Stephanie Smith's wants evangelicals to learn from locavores:
It’s true that we need to carefully discern our living patterns and what informs them, as Anderson suggests, from evangelical impulses which are true and that which are false, as well as worldly influences. But I would also add that there are cultural examples the church might benefit to learn from. Because if our evangelical inattention to the body results in inconsistent living, others have inversely made a religion out of the body to which they devote themselves, in both word and action.
For example, I go to a farmer’s market every week. The same people are always there, beekeepers, farmers, and “locavores”—all people who have significantly rearranged their lifestyles to accommodate their ideology of sustainability, environmental care, and organic foods. Regardless of your views on the new food movement, its proponents admirably demonstrate the commitment to marry their convictions with practical, daily living.

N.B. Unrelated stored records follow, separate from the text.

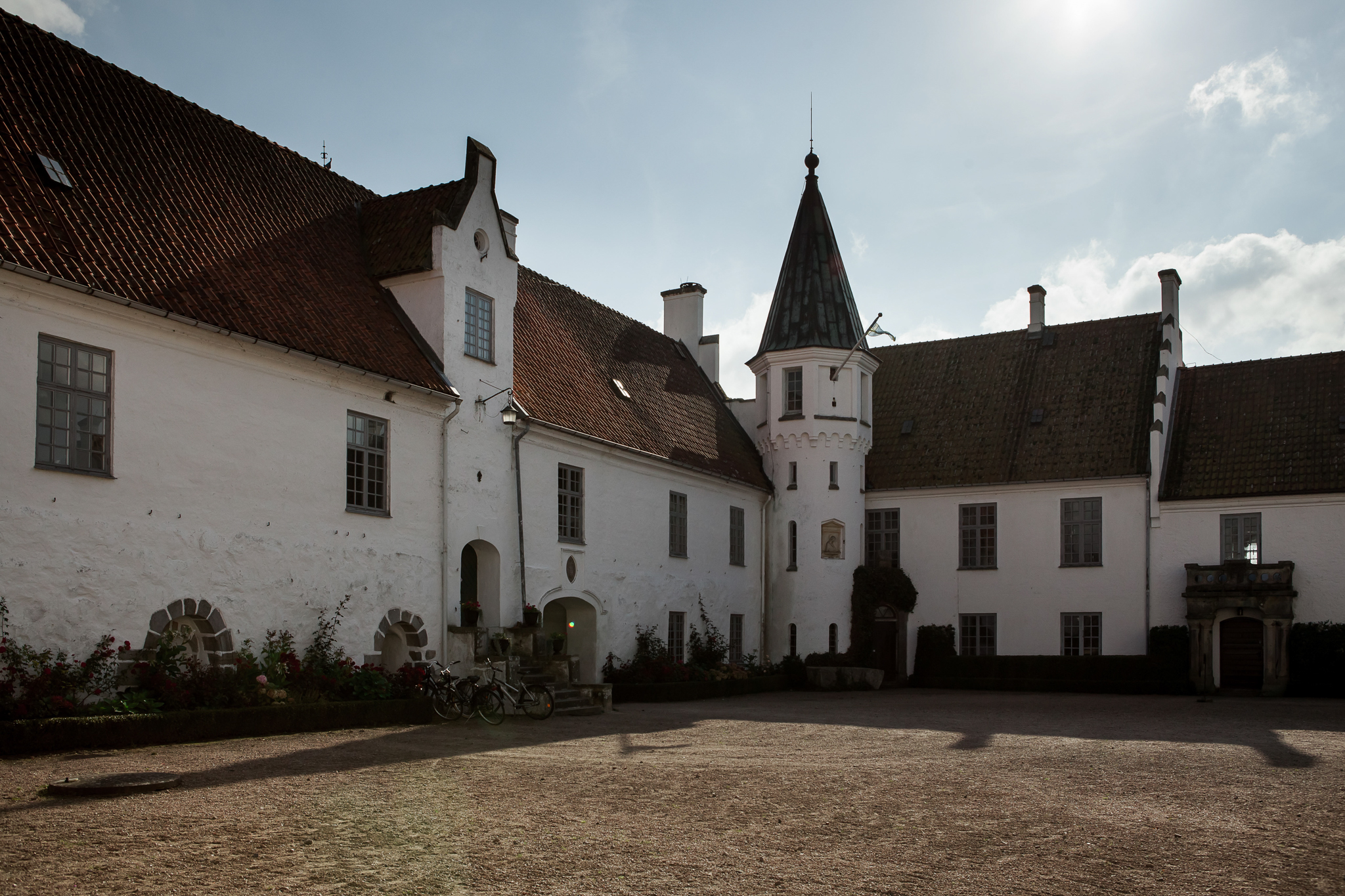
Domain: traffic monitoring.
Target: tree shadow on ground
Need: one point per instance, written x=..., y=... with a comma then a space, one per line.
x=974, y=717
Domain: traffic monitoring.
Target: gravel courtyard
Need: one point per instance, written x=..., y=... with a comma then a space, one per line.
x=899, y=792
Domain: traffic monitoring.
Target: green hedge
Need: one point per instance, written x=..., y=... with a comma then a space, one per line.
x=1162, y=672
x=188, y=726
x=674, y=691
x=1317, y=660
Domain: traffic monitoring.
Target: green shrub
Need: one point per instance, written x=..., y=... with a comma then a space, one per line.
x=935, y=647
x=871, y=589
x=1317, y=660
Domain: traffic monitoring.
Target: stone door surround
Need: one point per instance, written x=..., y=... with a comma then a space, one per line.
x=1265, y=589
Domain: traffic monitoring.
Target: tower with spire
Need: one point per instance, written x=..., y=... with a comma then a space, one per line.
x=814, y=431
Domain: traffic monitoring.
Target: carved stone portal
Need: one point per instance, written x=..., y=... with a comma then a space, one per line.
x=833, y=540
x=1262, y=589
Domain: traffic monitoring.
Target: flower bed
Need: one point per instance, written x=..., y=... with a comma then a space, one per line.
x=190, y=726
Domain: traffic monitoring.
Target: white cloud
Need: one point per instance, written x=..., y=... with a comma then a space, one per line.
x=1264, y=93
x=53, y=15
x=858, y=245
x=1248, y=296
x=739, y=340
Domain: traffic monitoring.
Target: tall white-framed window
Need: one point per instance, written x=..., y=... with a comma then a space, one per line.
x=479, y=327
x=677, y=524
x=74, y=408
x=1080, y=634
x=1080, y=532
x=794, y=390
x=1242, y=536
x=738, y=536
x=736, y=637
x=978, y=634
x=979, y=526
x=677, y=637
x=366, y=464
x=569, y=504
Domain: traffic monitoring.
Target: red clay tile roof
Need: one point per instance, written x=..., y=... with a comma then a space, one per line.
x=179, y=209
x=399, y=228
x=1258, y=427
x=569, y=349
x=971, y=402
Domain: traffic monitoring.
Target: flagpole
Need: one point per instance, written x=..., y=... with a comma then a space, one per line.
x=835, y=372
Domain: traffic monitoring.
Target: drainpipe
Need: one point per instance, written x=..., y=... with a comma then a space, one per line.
x=766, y=582
x=443, y=528
x=518, y=490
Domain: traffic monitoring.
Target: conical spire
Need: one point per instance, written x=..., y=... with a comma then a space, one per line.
x=813, y=301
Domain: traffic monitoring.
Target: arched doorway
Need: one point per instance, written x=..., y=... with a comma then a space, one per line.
x=1242, y=661
x=577, y=618
x=479, y=580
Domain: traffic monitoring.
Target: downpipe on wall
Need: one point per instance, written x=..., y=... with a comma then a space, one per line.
x=443, y=530
x=518, y=490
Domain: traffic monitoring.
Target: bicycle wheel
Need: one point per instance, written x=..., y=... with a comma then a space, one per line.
x=447, y=704
x=541, y=704
x=489, y=706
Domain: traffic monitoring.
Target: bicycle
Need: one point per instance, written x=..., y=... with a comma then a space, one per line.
x=443, y=695
x=537, y=704
x=478, y=699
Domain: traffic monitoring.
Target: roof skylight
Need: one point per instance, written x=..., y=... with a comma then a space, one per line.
x=53, y=171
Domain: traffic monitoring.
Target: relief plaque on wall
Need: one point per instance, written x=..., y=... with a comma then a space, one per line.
x=833, y=540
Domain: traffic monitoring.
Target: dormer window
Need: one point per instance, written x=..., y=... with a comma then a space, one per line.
x=53, y=171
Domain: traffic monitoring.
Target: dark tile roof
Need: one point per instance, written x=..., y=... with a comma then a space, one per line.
x=399, y=228
x=1258, y=427
x=181, y=210
x=971, y=403
x=569, y=349
x=813, y=303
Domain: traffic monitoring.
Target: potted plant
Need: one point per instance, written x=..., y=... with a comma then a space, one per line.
x=470, y=612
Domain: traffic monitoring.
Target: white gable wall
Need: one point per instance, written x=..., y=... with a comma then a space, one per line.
x=623, y=567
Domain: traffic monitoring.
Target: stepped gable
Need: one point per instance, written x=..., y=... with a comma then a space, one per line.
x=185, y=211
x=971, y=403
x=813, y=303
x=1273, y=426
x=568, y=350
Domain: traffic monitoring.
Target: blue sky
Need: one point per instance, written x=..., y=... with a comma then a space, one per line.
x=969, y=150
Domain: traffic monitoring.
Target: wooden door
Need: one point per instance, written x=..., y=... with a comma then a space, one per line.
x=885, y=643
x=1241, y=660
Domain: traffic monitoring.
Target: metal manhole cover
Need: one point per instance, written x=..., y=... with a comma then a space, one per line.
x=128, y=782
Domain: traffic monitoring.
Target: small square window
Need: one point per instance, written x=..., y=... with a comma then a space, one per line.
x=53, y=171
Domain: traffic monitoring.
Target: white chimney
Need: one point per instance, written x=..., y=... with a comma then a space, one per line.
x=1036, y=310
x=709, y=356
x=684, y=314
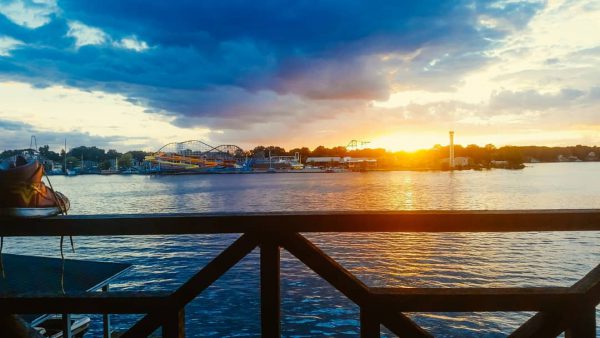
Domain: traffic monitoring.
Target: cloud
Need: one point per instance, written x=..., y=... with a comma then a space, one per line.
x=270, y=61
x=246, y=67
x=533, y=100
x=86, y=35
x=132, y=43
x=7, y=44
x=29, y=13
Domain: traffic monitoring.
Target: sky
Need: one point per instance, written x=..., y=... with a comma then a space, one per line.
x=400, y=74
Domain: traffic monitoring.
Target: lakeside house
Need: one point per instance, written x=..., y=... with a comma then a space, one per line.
x=361, y=163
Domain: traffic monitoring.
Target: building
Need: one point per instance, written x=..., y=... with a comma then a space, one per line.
x=459, y=162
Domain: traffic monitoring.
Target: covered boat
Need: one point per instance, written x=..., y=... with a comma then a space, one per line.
x=22, y=192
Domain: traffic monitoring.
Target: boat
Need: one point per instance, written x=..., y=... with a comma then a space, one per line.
x=22, y=192
x=52, y=326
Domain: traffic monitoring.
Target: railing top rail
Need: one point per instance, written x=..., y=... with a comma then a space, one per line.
x=338, y=221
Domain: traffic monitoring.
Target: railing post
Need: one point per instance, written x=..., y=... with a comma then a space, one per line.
x=583, y=323
x=269, y=288
x=369, y=325
x=66, y=324
x=174, y=324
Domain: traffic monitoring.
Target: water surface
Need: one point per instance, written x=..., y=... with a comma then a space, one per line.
x=310, y=306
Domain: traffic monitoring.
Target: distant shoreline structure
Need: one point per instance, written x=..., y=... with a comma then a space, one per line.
x=186, y=159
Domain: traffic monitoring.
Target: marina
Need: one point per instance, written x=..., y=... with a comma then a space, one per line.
x=309, y=305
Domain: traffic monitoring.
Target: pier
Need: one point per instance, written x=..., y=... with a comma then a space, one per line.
x=559, y=309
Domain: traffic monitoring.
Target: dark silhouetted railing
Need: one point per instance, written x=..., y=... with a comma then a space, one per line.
x=559, y=309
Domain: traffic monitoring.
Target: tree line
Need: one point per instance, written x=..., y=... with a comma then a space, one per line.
x=103, y=158
x=431, y=158
x=425, y=158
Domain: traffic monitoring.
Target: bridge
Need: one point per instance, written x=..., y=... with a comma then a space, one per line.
x=195, y=155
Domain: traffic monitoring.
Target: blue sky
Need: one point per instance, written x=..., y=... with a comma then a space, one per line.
x=138, y=74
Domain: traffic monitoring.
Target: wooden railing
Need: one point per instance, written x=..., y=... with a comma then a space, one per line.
x=559, y=309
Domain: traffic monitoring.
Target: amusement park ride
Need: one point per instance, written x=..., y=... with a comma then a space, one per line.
x=197, y=157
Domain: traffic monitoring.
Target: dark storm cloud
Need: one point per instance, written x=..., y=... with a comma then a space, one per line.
x=226, y=63
x=17, y=135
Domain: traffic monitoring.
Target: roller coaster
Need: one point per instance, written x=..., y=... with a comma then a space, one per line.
x=196, y=157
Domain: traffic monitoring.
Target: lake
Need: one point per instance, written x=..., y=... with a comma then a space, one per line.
x=230, y=308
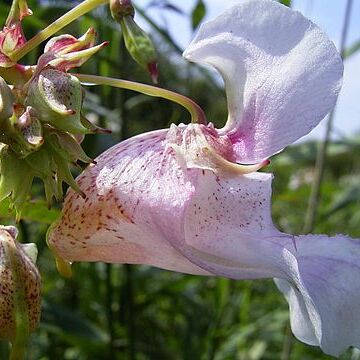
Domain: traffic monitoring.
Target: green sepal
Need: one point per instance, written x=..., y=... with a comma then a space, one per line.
x=138, y=43
x=7, y=100
x=57, y=96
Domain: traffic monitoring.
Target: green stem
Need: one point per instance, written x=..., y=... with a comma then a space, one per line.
x=21, y=314
x=57, y=25
x=197, y=114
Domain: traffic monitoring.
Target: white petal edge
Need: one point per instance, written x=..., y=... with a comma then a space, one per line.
x=282, y=74
x=323, y=291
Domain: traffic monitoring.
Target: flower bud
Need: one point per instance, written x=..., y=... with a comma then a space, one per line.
x=16, y=177
x=137, y=42
x=20, y=286
x=57, y=97
x=120, y=9
x=6, y=100
x=23, y=133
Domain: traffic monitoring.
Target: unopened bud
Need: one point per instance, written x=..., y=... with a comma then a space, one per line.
x=121, y=8
x=20, y=286
x=57, y=97
x=70, y=52
x=24, y=133
x=6, y=100
x=16, y=178
x=138, y=44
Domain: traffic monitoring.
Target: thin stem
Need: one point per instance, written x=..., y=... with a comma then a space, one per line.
x=21, y=314
x=57, y=25
x=313, y=204
x=197, y=114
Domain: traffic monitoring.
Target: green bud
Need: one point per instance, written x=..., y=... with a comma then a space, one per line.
x=57, y=97
x=24, y=133
x=7, y=100
x=121, y=8
x=20, y=286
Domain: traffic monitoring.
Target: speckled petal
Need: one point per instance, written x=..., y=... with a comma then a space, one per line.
x=282, y=74
x=135, y=197
x=228, y=228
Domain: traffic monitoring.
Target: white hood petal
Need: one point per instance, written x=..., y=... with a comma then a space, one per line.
x=282, y=74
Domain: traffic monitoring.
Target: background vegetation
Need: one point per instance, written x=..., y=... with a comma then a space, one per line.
x=137, y=312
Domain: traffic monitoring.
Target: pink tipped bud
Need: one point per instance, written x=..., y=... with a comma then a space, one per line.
x=154, y=72
x=20, y=286
x=121, y=8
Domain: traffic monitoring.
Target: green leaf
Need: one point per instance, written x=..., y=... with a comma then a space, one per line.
x=198, y=14
x=32, y=211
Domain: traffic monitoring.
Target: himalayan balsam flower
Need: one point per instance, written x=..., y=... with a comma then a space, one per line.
x=179, y=200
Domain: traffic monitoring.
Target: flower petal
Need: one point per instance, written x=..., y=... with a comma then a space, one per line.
x=282, y=74
x=323, y=292
x=228, y=228
x=134, y=199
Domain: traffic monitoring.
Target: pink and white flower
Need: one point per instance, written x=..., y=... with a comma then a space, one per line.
x=179, y=199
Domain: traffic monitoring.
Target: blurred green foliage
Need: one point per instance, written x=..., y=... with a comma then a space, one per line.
x=137, y=312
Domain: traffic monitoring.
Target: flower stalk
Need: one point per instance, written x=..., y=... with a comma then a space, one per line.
x=197, y=114
x=57, y=25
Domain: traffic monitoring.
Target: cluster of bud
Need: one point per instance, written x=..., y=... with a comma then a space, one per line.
x=41, y=120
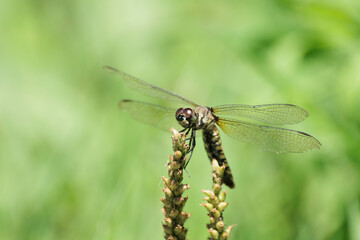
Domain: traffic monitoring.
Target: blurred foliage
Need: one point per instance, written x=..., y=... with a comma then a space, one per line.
x=72, y=166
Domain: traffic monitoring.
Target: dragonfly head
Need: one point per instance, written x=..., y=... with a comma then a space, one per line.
x=185, y=117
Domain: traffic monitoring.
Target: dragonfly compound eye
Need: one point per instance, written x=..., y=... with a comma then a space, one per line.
x=187, y=112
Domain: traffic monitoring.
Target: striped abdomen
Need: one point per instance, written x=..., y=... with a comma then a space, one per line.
x=214, y=150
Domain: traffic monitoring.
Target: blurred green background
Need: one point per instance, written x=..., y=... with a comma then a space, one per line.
x=72, y=166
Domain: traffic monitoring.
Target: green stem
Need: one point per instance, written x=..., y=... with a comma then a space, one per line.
x=174, y=203
x=215, y=204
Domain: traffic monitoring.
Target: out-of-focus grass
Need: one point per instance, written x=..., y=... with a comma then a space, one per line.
x=73, y=167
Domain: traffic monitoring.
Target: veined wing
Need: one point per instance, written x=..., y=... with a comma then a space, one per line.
x=267, y=113
x=158, y=116
x=272, y=139
x=149, y=89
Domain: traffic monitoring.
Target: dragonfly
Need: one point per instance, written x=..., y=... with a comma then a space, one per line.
x=193, y=117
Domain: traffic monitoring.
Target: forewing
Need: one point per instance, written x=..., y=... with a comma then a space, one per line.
x=267, y=138
x=149, y=89
x=267, y=113
x=158, y=116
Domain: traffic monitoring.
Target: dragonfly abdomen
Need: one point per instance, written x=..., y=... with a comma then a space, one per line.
x=214, y=149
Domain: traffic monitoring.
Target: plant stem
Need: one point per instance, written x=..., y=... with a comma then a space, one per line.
x=174, y=203
x=215, y=204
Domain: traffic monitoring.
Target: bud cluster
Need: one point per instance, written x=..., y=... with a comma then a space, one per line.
x=174, y=203
x=215, y=204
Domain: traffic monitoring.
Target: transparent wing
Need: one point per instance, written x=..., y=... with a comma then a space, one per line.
x=158, y=116
x=267, y=113
x=267, y=138
x=149, y=89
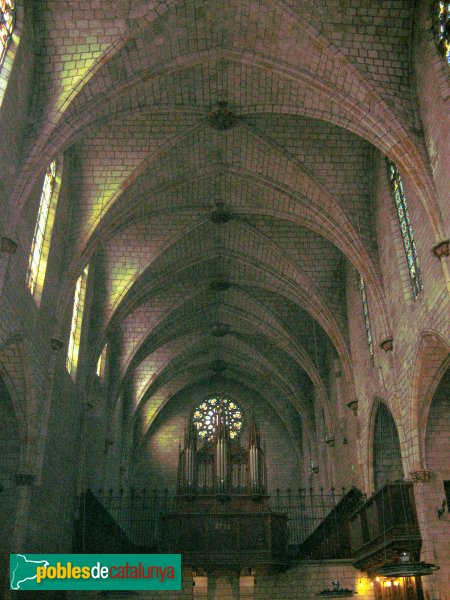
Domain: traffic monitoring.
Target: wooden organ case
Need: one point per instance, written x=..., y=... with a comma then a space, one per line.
x=221, y=517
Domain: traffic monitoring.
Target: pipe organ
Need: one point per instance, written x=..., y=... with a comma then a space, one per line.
x=221, y=517
x=221, y=466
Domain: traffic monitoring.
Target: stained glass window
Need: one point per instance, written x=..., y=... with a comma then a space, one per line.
x=42, y=233
x=207, y=414
x=7, y=21
x=405, y=228
x=77, y=319
x=441, y=28
x=362, y=291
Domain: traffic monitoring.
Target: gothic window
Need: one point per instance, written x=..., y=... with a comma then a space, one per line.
x=207, y=414
x=405, y=228
x=362, y=291
x=42, y=234
x=7, y=21
x=77, y=319
x=441, y=28
x=101, y=363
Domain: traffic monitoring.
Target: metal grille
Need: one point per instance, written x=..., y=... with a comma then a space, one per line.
x=138, y=512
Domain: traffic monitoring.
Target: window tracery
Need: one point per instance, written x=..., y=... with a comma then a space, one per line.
x=7, y=22
x=362, y=292
x=406, y=231
x=42, y=234
x=207, y=414
x=441, y=27
x=77, y=320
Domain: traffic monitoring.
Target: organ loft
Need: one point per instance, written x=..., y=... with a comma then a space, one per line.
x=222, y=516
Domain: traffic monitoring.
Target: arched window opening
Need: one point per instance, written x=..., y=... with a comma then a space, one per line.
x=362, y=292
x=7, y=23
x=40, y=246
x=207, y=414
x=406, y=231
x=77, y=320
x=441, y=28
x=387, y=460
x=101, y=364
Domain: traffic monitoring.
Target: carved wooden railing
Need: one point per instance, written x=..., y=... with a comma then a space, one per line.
x=385, y=525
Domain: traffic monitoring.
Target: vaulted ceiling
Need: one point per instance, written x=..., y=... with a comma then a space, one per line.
x=220, y=158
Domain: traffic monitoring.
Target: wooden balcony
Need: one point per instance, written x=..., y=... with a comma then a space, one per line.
x=384, y=526
x=227, y=539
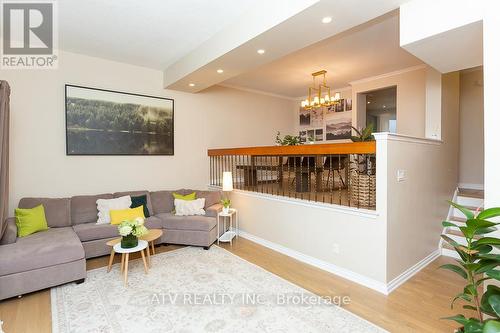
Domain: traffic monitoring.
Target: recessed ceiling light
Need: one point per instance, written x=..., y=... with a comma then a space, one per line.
x=327, y=19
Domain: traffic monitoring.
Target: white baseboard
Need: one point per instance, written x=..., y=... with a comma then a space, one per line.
x=331, y=268
x=471, y=186
x=406, y=275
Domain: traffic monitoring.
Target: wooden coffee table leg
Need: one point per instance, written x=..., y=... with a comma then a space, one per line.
x=148, y=255
x=126, y=268
x=111, y=257
x=144, y=261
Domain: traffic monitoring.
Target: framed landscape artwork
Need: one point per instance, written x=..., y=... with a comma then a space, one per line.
x=106, y=122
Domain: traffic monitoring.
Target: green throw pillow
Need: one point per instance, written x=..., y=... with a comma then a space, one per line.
x=29, y=221
x=187, y=197
x=139, y=201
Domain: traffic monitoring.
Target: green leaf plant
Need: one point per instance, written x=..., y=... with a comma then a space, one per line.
x=478, y=263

Stephanie's point here brings into relief one of the (many) aspects of the book that I would love to go back and clarify: if the problem is evangelical attention, then the solution isn't solely attention.
Stephanie is exactly right that others have "inversely made a religion out of the body," and while she picks locavores as a healthy example, she might have also picked the yoga or gym crowds. Such folks may not have rearranged their lives around sustainability or organic foods, but get into the culture deep enough and they've certainly arranged their schedule around the body.
But then, so has everyone else, at least in one way or another. Even the most gnostic evangelical (and once you meet a real gnostic, like I have recently, you won't pull the trigger on that label quite so quickly) arranges the schedule to fit three meals a day. They may not have attended to the systemic features of their food as much as a locavore would demand, but they'll thank God for the chicken regardless.
The difference, of course, is that the locavore has become rather self-conscious about the body, the way a runner might become self-conscious about his form. Such attentiveness is a step, but unless the rails are in place, it may not be a helpful one. People who stop with being simply attentive to the body often manage the unholy combination of being miserably insufferable, as they make the molding of their bodies a form of self-conscious self-righteousness and then attempt to take the rest of us down too. There are few things more burdensome than a fellow who has lost his freedom to not drink, and can't understand the desire to preserve it.
The trick, in other words, is being attentive to the body in the right way. If we are going to rearrange our practices and our schedule, we must have a pattern, a pattern that challenges the locavores and the yoga-goers as much as anyone else. For while we might look around to various communities to see how they do things, we are looking in the shadows. Only the church can make our attentiveness holy, for it is at the cross that our bodies can find their worth.